Global miners see opportunities for M&A as consequence of necessity in COVID-19 world

THE prospect of merger and acquisition activity in the world’s mining sector was undimmed by the COVID-19 pandemic, said the Financial Times.

Citing data from Refinitiv, the newspaper said there had been 292 deals worth $11.8bn in the metals and mining industry since March 23 – the date on which Endeavour Mining swooped on SEMAFO, its Canadian counterpart in a deal worth $690m. Other deals have followed including a $2bn bid by Anil Agarwal to take control of Vedanta.

“There are definitely opportunities for M&A and consolidation,” Mark Bristow, CEO of Barrick Gold, the world’s second-largest gold producer, told the Financial Times. “There are a lot of deals that are going to come out of necessity. I have no doubt about that.”

“And there will be opportunities for us.
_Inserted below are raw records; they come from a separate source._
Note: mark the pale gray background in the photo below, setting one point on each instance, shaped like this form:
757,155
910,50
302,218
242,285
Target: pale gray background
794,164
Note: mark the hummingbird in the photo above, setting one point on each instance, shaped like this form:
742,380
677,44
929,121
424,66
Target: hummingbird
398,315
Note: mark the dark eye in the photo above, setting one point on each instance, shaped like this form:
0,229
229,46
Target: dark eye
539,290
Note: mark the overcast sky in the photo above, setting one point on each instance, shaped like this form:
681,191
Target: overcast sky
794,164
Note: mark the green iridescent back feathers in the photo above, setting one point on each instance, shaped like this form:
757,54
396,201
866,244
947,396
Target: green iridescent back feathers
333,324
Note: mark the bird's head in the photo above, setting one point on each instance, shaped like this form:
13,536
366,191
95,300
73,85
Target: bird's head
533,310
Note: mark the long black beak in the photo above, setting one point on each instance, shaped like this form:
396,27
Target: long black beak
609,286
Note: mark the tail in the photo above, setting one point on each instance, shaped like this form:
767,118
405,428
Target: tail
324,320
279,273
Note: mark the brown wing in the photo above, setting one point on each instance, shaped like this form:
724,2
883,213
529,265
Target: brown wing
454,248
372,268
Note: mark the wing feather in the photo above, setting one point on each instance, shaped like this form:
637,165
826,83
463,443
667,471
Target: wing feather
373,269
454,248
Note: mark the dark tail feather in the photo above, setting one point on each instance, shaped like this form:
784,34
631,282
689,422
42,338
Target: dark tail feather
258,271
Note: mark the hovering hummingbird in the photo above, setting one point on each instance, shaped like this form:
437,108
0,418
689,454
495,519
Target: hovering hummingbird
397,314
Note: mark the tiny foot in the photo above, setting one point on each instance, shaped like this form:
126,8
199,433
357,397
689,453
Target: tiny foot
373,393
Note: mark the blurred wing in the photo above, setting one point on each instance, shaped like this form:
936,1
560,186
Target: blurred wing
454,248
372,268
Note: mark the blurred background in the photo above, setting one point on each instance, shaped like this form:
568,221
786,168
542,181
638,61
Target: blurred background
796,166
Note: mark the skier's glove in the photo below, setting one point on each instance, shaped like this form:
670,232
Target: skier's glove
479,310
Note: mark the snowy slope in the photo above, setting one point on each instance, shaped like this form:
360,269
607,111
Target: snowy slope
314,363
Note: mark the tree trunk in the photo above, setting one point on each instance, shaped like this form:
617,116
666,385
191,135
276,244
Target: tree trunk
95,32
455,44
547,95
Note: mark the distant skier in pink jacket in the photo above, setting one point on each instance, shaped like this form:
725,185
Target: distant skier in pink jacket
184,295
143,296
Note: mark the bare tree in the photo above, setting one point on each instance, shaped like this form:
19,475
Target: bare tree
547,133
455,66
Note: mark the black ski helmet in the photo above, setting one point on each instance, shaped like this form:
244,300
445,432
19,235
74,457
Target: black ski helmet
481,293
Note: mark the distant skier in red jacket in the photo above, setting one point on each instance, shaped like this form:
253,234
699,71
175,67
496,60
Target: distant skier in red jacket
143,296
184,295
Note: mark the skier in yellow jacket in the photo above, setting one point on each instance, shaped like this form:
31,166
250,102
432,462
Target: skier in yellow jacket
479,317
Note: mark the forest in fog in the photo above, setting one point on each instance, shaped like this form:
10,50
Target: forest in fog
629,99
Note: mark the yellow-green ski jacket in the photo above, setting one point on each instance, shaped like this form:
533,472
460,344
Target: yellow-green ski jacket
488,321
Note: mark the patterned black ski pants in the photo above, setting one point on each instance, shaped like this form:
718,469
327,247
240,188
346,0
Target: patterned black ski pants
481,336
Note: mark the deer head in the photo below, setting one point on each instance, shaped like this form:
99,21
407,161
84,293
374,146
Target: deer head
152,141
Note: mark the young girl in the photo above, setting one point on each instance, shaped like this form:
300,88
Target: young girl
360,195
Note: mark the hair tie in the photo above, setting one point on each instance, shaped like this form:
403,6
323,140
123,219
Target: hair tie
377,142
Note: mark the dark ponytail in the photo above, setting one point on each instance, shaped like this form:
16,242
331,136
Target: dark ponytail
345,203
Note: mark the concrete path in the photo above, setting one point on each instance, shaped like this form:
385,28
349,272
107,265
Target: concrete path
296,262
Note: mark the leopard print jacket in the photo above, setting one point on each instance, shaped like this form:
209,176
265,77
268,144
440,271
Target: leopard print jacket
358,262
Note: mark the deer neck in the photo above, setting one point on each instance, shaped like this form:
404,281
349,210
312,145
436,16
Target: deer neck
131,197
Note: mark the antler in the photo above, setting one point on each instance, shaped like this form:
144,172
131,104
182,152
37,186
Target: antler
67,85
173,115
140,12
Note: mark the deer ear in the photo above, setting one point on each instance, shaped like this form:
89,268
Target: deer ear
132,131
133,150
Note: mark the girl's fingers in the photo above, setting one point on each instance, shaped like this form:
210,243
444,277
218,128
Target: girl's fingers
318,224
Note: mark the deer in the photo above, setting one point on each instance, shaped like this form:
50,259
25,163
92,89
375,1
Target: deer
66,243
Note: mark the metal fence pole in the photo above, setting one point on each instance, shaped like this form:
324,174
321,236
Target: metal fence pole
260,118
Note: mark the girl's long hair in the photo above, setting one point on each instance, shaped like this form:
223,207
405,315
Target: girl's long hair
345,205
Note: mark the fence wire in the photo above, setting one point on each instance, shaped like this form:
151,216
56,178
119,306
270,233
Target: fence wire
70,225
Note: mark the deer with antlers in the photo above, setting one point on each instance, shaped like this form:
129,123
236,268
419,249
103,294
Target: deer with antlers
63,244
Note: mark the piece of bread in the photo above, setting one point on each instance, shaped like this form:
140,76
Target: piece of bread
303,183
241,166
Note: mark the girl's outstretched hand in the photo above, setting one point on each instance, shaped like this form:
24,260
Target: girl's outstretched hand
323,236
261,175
We are certainly quite busy on that front . . . tracking the potential opportunities we have identified in the past,” he said.

According to Spiro Youakim, head of the natural resources team at Lazard, well priced, judicious deals could meaningfully add value, but there had been “a flight to safety.

“In a very uncertain economic environment, investors in this industry tend to prefer large companies with more resilience, more operational and financial wherewithal, more operational flexibility and a reasonably controlled but greater number of assets,” he said.

Rio Tinto had a “watching brief” on M&A, but its CEO, Jean-Sébastien Jacques, told the Financial Times that it was difficult to make decisions while “fundamentals are shifting”.

“Right now, the market is finding it difficult to value companies and the COVID-19 recovery pathway is not clear. Rio Tinto will only transact if an opportunity creates value,” he said.